Benzer şekilde açılan Halkevlerinin bazıları çok farklı faaliyetlerle günden güne gelişirken, bazıları da neredeyse hiçbir faaliyet yürütmeyerek sönük kalmışlardır. Nitekim Siirt Halkevi için böyle bir değerlendirme yapmak yanlış olmaz. Çünkü Siirt Halkevi de 1946 yılına kadar neredeyse hiç varlık gösterememiş

ve bu yüzden de hep geri planda kalmıştır. Siirt Halkevi, 1945’e kadar sahip olduğu mevcut imkansızlıklar yüzünden hemen her sahada geri kalmış olup, ancak olumsuz olarak ifade edilebilecek bu durum bu dönemde Halkevi başkanının değişmesiyle adeta tersine dönmüştür. Öyle ki başkan tayin edilen Dr. İsmail Hakkı Erollu gerekli tamiratı yaptıktan sonra spor, gösterit ve köycülük şubelerini harekete geçirmiş, okuma odası ve sahne yaptırmıştır. Bu tarihten sonra 15 günde bir gösteriler yapılmaya başlanmış, köycülük ve spor kalkınmalardan faydalanılmış, bölgede büyük bir tahribata sahip, sıtma, trahom ve frengi gibi hastalıklarla mücadele edilmiştir. Geceli gündüzlü çalışan başkan, ilçenin sağlık işlerinde tahmin edilenin üstünde başarı göstermiştir(BCA, 490.01/843.332.1).
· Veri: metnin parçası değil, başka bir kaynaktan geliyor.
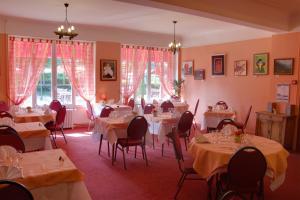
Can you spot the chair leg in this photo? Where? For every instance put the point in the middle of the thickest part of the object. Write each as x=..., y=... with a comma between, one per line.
x=100, y=144
x=62, y=131
x=124, y=158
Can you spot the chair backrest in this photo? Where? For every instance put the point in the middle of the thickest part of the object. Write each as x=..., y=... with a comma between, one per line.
x=9, y=136
x=246, y=168
x=137, y=128
x=13, y=190
x=196, y=107
x=148, y=108
x=131, y=103
x=143, y=103
x=225, y=122
x=3, y=106
x=5, y=114
x=222, y=103
x=106, y=111
x=232, y=195
x=55, y=105
x=166, y=105
x=60, y=116
x=185, y=122
x=247, y=118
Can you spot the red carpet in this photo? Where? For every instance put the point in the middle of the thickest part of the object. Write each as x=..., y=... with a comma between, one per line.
x=157, y=181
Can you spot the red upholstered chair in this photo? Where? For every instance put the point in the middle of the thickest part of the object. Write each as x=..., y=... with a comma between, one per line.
x=149, y=108
x=242, y=125
x=13, y=190
x=166, y=105
x=131, y=103
x=55, y=105
x=104, y=113
x=222, y=103
x=186, y=173
x=136, y=133
x=58, y=124
x=245, y=173
x=3, y=106
x=225, y=122
x=5, y=114
x=143, y=103
x=9, y=136
x=184, y=128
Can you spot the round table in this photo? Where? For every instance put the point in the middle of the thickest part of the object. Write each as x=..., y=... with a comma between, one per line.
x=212, y=152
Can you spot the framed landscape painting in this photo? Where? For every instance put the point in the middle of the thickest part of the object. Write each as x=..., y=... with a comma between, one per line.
x=199, y=74
x=108, y=70
x=283, y=66
x=218, y=65
x=188, y=67
x=240, y=68
x=261, y=64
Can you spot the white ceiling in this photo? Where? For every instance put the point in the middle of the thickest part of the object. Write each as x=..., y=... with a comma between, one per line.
x=191, y=29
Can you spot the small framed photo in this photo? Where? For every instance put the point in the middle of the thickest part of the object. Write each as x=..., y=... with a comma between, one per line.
x=261, y=64
x=283, y=66
x=283, y=92
x=240, y=68
x=108, y=70
x=188, y=67
x=218, y=65
x=199, y=74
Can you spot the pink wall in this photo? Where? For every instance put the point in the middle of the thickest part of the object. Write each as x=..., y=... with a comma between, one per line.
x=240, y=91
x=108, y=50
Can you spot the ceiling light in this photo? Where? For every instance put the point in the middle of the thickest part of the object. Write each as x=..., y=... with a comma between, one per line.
x=66, y=29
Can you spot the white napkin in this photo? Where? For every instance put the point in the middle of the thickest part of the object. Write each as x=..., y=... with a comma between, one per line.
x=201, y=139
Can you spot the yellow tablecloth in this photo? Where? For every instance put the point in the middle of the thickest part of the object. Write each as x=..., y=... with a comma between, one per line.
x=33, y=117
x=43, y=168
x=31, y=129
x=209, y=158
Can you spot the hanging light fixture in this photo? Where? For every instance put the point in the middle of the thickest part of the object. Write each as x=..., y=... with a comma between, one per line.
x=66, y=29
x=174, y=46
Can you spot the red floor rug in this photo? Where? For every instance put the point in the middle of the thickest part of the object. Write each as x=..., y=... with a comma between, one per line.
x=157, y=181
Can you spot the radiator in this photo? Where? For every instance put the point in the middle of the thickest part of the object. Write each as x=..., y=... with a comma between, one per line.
x=69, y=119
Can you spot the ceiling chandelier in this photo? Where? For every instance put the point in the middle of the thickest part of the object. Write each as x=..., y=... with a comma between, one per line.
x=66, y=29
x=174, y=46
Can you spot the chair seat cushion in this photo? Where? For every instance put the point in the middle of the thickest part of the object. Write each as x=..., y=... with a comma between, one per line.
x=124, y=142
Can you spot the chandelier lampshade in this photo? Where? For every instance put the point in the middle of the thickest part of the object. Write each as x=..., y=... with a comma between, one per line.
x=174, y=46
x=66, y=29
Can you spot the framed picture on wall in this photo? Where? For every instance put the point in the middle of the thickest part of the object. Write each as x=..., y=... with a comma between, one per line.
x=240, y=68
x=108, y=70
x=283, y=66
x=261, y=64
x=199, y=74
x=218, y=64
x=188, y=67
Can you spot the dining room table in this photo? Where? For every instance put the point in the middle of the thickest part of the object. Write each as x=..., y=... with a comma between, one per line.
x=51, y=175
x=212, y=153
x=34, y=135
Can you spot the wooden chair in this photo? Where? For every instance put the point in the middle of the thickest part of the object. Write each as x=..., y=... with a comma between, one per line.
x=241, y=125
x=105, y=113
x=245, y=173
x=13, y=190
x=166, y=105
x=186, y=173
x=184, y=128
x=58, y=124
x=136, y=133
x=9, y=136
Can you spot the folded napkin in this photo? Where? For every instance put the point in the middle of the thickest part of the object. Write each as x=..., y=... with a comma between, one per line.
x=201, y=139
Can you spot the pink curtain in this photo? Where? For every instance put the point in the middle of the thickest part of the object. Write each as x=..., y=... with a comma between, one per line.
x=134, y=61
x=27, y=59
x=78, y=62
x=163, y=60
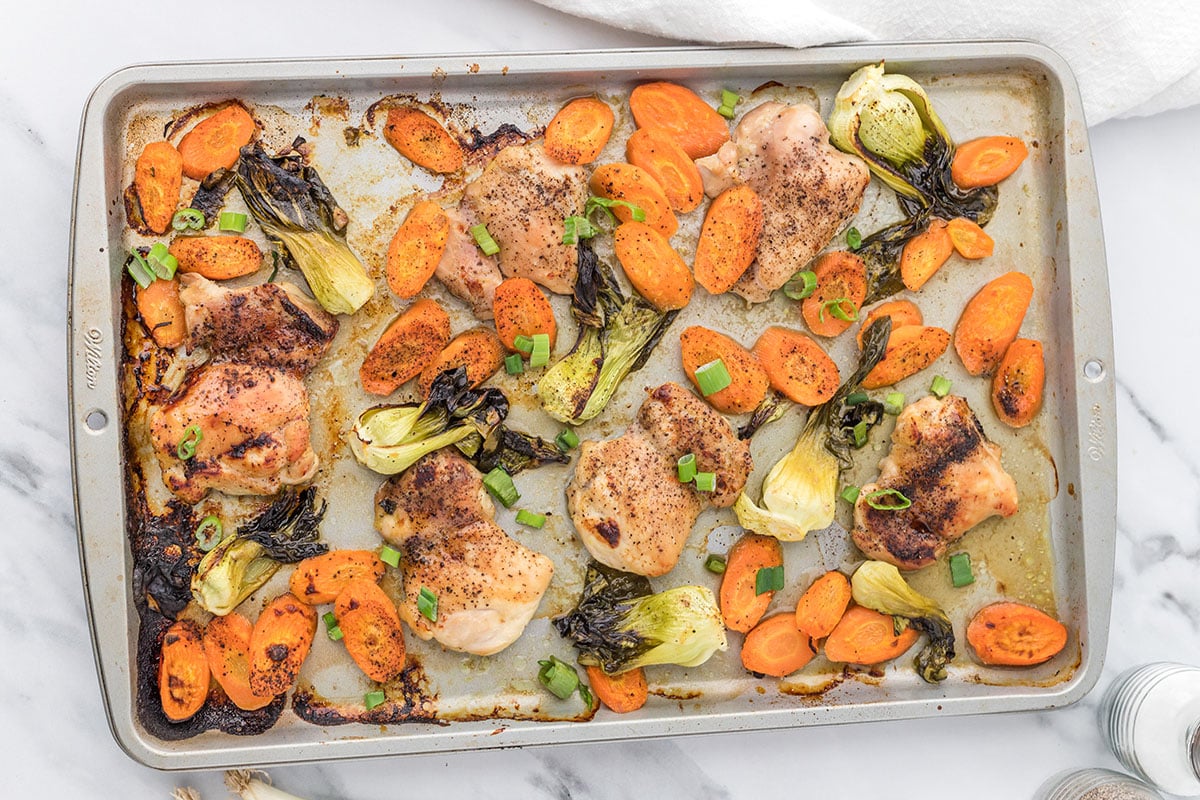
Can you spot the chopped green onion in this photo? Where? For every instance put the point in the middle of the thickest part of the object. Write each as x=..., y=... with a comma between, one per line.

Siirt Halkevi, 1934 yılında açıldığında Dil, Tarih, Edebiyat Şubesi; Spor Şubesi; Güzel Sanatlar Şubesi ve Temsil Şubesi olmak üzere dört şubeyle faaliyetlerine başlamıştır. Bu şube kollarında başkanlık yapan ve bu kollara üye olan kişilerin büyük bir çoğunluğu eğitimci ve devlet memuru idi(Olgun, 2013: 290).

Siirt Halkevi, 1937 yılında çalışmayan şubelerini de kurarak dokuz şubesiyle çalışmalarını sürdürmeye devam etmiştir(Olgun, 2013: 291).1935 yılında yapılan tespitler neticesinde Halkevinin kayıtlı üye sayısı 371’i erkek, 15’i kadın olmak üzere toplamda 386 iken, 1942 yılına gelindiğinde muhtelif şubelere üye olanların sayısı 32’si kadın 927’si erkek olmak üzere toplam 959’a ulaşmıştır(Olgun, 2013: 291). Buradan hareketle Halkevi şube kolları sayısının artırılmış olmasıyla hem Halkevine hem de Halkevi faaliyetlerine katılanların sayısının hızlı bir şekilde artmasını sağlamıştır tespiti yapabiliriz. Farklı şekilde Siirt Halkevi’ne üye olan kadın erkek oranlarından anlaşılacağı gibi erkekler söz konusu yapının faaliyetlerine daha yoğun bir rağbet göstermişlerdir. Bu durumun başlıca nedenleri ise; bölgenin örf ve adetleri, okur-yazar oranının düşük olması ve sosyo-kültürel gelişmişlik düzeyinin düşük olması şeklinde sıralanabilir.